Maria Haro Sly in Phenomenal World:
Since the early 2000s, Argentine development finance has undergone a profound transformation. Amid cyclical debt defaults and endless negotiations with Western investors and the IMF, Chinese overseas investment loans have slowly crept to the fore. Between 2007 and 2020, Argentina received $10.65 billion in investment from Chinese companies, concentrated in the energy, mining, and financial sectors. Today, Argentina is the fourth-largest recipient of Chinese loans in the region, securing around $17 billion in total. These loans have primarily supported transportation infrastructure, energy projects, and the enhancement of Argentine exports. In 2022, President Alberto Fernández agreed to open financing lines with China totaling nearly $23 billion through the Strategic Dialogue for Economic Cooperation and Coordination (DECCE) and Belt and Road Initiative, though the latter is still pending activation.
It’s within this changing borrowing landscape that Javier Milei, the self-defined “first true free-trade reformer and libertarian president in the history of the world,” has been elected. Milei won the ballot against the former Minister of Finance, Sergio Massa, in a country with 140 percent inflation rate and plummeting exports thanks to a drought that resulted in a $19 billion loss, nearly 3 percent of Argentina’s GDP.

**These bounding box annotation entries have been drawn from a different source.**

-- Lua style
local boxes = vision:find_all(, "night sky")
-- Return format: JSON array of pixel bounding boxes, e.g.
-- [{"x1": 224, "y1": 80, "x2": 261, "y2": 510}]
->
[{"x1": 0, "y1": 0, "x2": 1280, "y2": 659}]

Economically, Milei raises a sense of déjà vu reminiscent of neoliberal figures from the 1970s, 1990s, and the Macri era. His political party and cabinet are drawn from earlier administrations, with figures like Ricardo Bussi (son of the dictator and governor of the Tucuman Province), and members from Menem’s administration, including Menem’s nephew, Martín Menem, as president of the Senate. Notably, a significant number of former ministers from Macri’s government—Patricia Bullrich, Luis Caputo, Santiago Bausili, among others—have also joined Milei’s cabinet.